Beyond Subdomain Discovery: The 7-Stage Attack Surface Pipeline

April 2026 | Stav Barak | 14 min read | Security Engineering

Finding every subdomain is the easy part. Knowing what to do with them is where most scanners stop and most security teams get stuck.

In a previous post, we broke down how DDactic queries 13 intelligence sources to discover subdomains and validates them with AI. That process, stage 1 of our pipeline, typically produces 40 to 200 verified assets per organization.

But a list of subdomains is not an attack surface assessment. It is a phone book. You still need to know what is running on each host, how it is protected, whether credentials have leaked, what vulnerabilities exist, and which assets an attacker would target first.

This post covers stages 2 through 7: the six stages that transform a list of domains into a prioritized, actionable test plan.

7
Pipeline Stages
30+
Ports Scanned
1000+
Technology Signatures
10K+
Vulnerability Templates

The Full Pipeline at a Glance

Each stage consumes the output of the previous one. Nothing runs in isolation, and nothing is wasted. Here is the complete flow:

Asset Discovery
Subdomain enumeration across 25+ sources, AI validation, SLD expansion. Covered in the previous post.
Port Scanning
Tier-aware socket scanning with CDN filtering. Reveals services behind every discovered host.
L7 Reconnaissance
HTTP fingerprinting, technology detection (1000+ signatures), WAF identification, protocol probing.
Breach Database Integration
Credential exposure lookups via HIBP and multiple breach intelligence feeds. Email harvesting.
Active Reconnaissance
Sensitive path probing, deep crawling, vulnerability template matching, cloud storage discovery.
AI-Powered Analysis
Automated asset classification, priority scoring, protection gap identification.
Test Plan Generation
Maps all findings to specific attack vectors, techniques, and a prioritized testing schedule.

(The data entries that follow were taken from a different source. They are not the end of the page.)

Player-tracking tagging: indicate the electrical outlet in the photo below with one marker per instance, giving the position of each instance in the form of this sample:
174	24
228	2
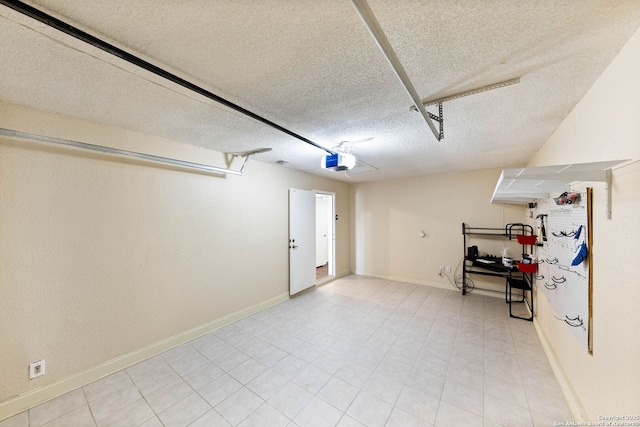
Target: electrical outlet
36	369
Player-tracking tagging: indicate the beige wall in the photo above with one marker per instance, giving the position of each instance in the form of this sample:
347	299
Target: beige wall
101	256
388	217
605	125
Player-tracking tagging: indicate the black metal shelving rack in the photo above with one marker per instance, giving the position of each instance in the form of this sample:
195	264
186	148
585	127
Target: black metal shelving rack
514	278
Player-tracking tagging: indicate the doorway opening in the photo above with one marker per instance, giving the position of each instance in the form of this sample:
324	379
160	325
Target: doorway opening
325	236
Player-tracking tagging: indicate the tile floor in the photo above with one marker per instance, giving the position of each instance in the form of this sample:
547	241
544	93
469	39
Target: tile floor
355	352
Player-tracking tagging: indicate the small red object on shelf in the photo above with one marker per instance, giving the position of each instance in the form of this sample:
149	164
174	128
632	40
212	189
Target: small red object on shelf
527	240
527	268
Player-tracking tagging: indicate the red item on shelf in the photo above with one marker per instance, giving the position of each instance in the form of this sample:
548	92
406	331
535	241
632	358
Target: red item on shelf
527	268
527	240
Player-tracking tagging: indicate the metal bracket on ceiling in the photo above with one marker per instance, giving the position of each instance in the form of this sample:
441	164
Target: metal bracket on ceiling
440	119
372	24
439	101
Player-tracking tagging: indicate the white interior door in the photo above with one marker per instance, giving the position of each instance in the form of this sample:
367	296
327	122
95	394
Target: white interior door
323	214
302	240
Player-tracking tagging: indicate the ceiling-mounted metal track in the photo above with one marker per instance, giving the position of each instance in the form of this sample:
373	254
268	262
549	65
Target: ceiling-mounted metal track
369	19
469	92
439	101
31	137
62	26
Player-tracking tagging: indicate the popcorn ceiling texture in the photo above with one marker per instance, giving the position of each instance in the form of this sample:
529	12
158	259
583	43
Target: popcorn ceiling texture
312	67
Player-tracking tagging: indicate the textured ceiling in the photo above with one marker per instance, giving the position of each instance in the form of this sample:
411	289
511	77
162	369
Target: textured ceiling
313	68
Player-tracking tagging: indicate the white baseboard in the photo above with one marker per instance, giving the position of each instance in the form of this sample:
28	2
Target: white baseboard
28	400
570	395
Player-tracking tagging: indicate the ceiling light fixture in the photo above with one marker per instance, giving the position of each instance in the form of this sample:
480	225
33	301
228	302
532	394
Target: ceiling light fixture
339	161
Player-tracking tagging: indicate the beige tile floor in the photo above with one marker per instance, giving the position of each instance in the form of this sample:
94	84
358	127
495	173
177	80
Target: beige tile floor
355	352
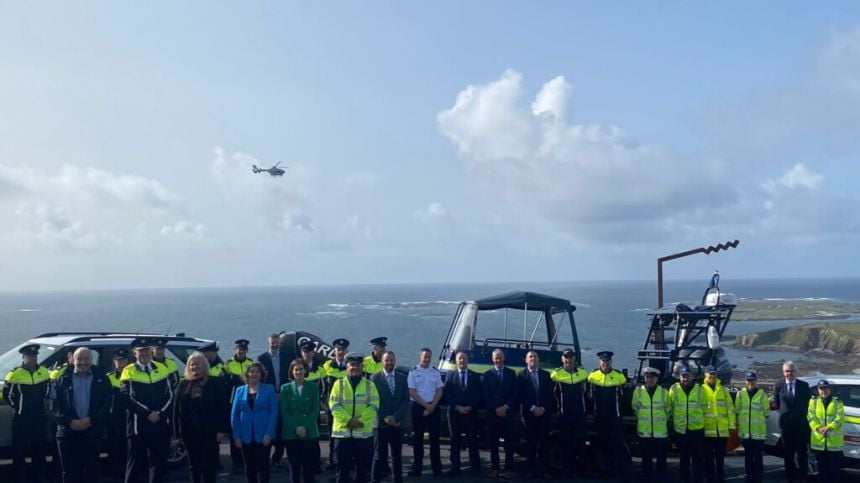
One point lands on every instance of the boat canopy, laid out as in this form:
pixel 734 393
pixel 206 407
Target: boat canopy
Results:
pixel 524 301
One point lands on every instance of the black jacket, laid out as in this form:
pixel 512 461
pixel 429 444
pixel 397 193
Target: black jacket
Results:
pixel 543 397
pixel 456 395
pixel 391 405
pixel 792 410
pixel 63 403
pixel 498 394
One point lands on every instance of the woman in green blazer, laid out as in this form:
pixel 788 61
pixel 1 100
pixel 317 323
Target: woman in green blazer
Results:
pixel 300 411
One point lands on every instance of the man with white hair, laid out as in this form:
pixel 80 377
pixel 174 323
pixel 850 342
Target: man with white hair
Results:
pixel 791 400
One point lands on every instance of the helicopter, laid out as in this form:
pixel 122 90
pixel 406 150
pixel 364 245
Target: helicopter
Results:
pixel 273 171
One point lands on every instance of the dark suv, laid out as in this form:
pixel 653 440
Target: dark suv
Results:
pixel 55 348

The entire pipeline runs in 5 to 15 minutes for a single company, depending on the size of the attack surface. Results stream to the dashboard in real time as each stage completes.

2 Port Scanning

Stage 1 gives us a list of hostnames. Stage 2 answers a different question: what services are actually running on these hosts?

A subdomain that only serves HTTPS on port 443 presents a very different risk profile than one running SSH on port 22, a database admin panel on port 8080, and an unprotected API on port 3000. You cannot assess the attack surface without knowing what ports are open.

Tier-Aware Scanning

Not every scan needs the same depth. We use a tiered approach based on the customer's plan and the nature of the target:

Tier Ports Scanned What It Catches
Basic 5 ports (80, 443, 8080, 8443, 22) Web services and SSH
Standard 13 ports (+ 21, 25, 53, 110, 3306, 5432, 3389, 6379) Databases, mail, FTP, RDP, Redis
Full 30+ ports (+ SIP, DNS, custom app ports, high-range services) VoIP, game servers, IoT, custom services

CDN Filtering

Here is a subtlety that most port scanners miss entirely. When a hostname resolves to a CDN IP address (Cloudflare, Akamai, Fastly), scanning that IP's ports tells you about the CDN, not about the target. Port 80 and 443 are open because the CDN is listening, not because the origin server has those ports exposed.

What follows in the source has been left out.